Study of Signal Transduction of Epstein-Barr Virus EBNA-1 Protein in Human Epithelial Cell Lines

• Main Authors: Liu Yu-sheng, 劉育昇
• Other Authors: Tsai CH
• Format: Others
• Language: zh-TW
• Published: 1999
• Online Access: http://ndltd.ncl.edu.tw/handle/06560713075323897358

碩士 === 國立臺灣大學 === 微生物學研究所 === 87 === In Epstein-Barr virus (EBV) latently infected cells, EBNA-1 proteins could bind to the specific DNA sequences as a homodimer form in order to promote viral DNA replication and to maintain the viral DNA as an episomal form.
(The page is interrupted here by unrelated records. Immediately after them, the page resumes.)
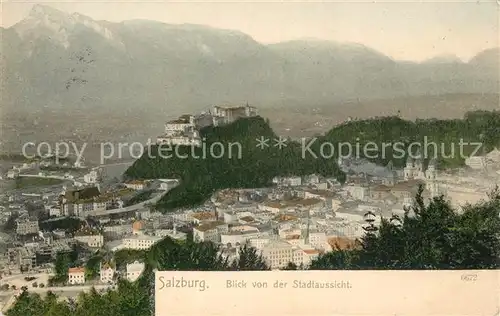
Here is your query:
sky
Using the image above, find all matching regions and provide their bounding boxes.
[0,0,500,61]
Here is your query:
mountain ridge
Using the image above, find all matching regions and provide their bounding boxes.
[0,5,499,110]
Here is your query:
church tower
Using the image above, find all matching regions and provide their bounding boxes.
[425,158,439,197]
[403,157,415,180]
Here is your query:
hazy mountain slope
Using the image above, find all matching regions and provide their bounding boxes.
[1,5,499,113]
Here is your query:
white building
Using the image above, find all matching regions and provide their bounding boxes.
[249,236,272,251]
[124,180,147,191]
[262,240,294,269]
[220,226,261,246]
[16,218,39,235]
[83,169,101,184]
[7,169,19,179]
[345,185,370,201]
[100,263,115,283]
[273,177,302,187]
[126,261,144,282]
[465,156,486,170]
[74,232,104,248]
[68,267,85,285]
[122,234,161,250]
[193,221,229,243]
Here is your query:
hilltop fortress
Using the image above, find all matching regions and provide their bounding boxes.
[156,103,257,146]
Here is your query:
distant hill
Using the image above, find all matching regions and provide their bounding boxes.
[0,5,499,110]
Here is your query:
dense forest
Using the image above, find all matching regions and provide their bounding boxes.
[125,117,345,210]
[125,111,500,211]
[6,188,500,316]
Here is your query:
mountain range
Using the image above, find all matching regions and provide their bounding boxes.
[0,5,500,110]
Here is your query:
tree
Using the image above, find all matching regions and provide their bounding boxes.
[311,188,500,270]
[231,242,269,271]
[282,262,299,270]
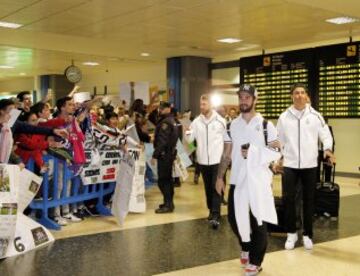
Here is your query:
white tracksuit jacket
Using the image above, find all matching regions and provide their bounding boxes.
[277,105,333,169]
[185,110,226,165]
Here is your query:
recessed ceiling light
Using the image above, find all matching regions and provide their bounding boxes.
[325,16,359,25]
[0,65,14,69]
[217,37,242,44]
[0,21,22,29]
[83,61,99,66]
[235,44,259,51]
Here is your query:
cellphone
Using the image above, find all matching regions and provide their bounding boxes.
[241,143,250,150]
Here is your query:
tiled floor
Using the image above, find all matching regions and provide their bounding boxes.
[0,171,360,276]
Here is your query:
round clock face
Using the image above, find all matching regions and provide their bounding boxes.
[65,65,82,83]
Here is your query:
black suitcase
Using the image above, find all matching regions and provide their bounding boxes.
[315,165,340,218]
[267,196,286,233]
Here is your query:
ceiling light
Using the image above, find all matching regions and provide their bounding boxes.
[217,37,242,44]
[0,21,22,29]
[0,65,14,69]
[235,44,259,51]
[325,16,359,25]
[83,61,99,66]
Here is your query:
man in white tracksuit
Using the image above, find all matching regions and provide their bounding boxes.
[216,84,281,275]
[185,95,226,229]
[277,84,335,250]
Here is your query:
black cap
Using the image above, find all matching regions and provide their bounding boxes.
[237,84,258,97]
[159,101,171,109]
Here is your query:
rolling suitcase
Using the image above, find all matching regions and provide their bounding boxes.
[315,165,340,218]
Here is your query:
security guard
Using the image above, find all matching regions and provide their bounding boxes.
[152,102,178,214]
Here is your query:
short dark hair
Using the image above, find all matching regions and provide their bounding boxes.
[290,83,309,94]
[0,99,15,110]
[16,91,30,102]
[21,110,37,122]
[30,102,47,116]
[56,96,72,112]
[105,112,118,120]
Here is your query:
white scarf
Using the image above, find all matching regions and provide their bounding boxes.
[0,124,14,164]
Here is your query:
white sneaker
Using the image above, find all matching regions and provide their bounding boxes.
[54,217,67,226]
[303,236,314,250]
[63,213,81,222]
[245,264,262,276]
[285,233,298,250]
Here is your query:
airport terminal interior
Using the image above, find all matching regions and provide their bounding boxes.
[0,0,360,276]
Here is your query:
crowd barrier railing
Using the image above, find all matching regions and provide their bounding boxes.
[27,155,115,230]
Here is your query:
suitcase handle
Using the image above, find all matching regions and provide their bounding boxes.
[322,182,335,192]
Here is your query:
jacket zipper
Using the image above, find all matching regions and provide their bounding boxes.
[206,125,210,165]
[298,119,301,169]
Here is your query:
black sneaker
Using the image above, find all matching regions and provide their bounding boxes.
[155,206,174,214]
[210,219,220,230]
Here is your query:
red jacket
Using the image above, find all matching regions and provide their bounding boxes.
[15,118,65,168]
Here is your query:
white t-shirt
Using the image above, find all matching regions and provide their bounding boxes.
[224,113,278,185]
Both lines of evidence that EBNA-1 protein was only viral protein existed in most EBV-associated malignancies and that EBNA-1 could induce B lymphoma in transgenic mice model, indicated that EBNA-1 might play some roles in the carcinogenesis of EBV-associated tumors. However, it is still not clear what cellular factors would be involved or regulated in this EBNA-1-mediated pathway. The major goal of this thesis was to investigate whatever cellular molecules regulated or activated by EBNA-1 using EBNA-1-expression stable clone and transient transfection assay system. In the preliminary results, it was observed that EBNA-1 could enhance the phosphorylation of p38 protein and increase the expression of Egr-1 in both stable and transient EBNA-1-expression RHEK-1 and 293 cells. Furthermore, the induction of Egr-1 protein by EBNA-1 could be suppressed by SB202190, a specific inhibitor for p38 phosphorylation. Both data suggested that EBNA-1 could stimulate the synthesis of Egr-1 protein through the action of phosphorylation of p38. It has been reported that NF-κB is one of the downstream molecule of p38 protein. According to the analysis in our luciferase activity assay, the activity of NF-κB could be increased at a dose-dependent manner by the presence of EBNA-1 proteins in the transfection assay. However, it still needs more experiments to prove whether this induction of NF-κB by EBNA-1 is mediated through p38 or not. We had found that the EBNA-1-expression RHEK-1 cells were grown better than the control RHEK-1 cells, in low serum culture condition. Here, the results of luciferase activity assay showed that both AP-1 and CRE activity were higher in the EBNA-1 expression cells at the low serum culture condition. We hypothesize that EBNA-1 could promote the cell growth under the low serum circumstance.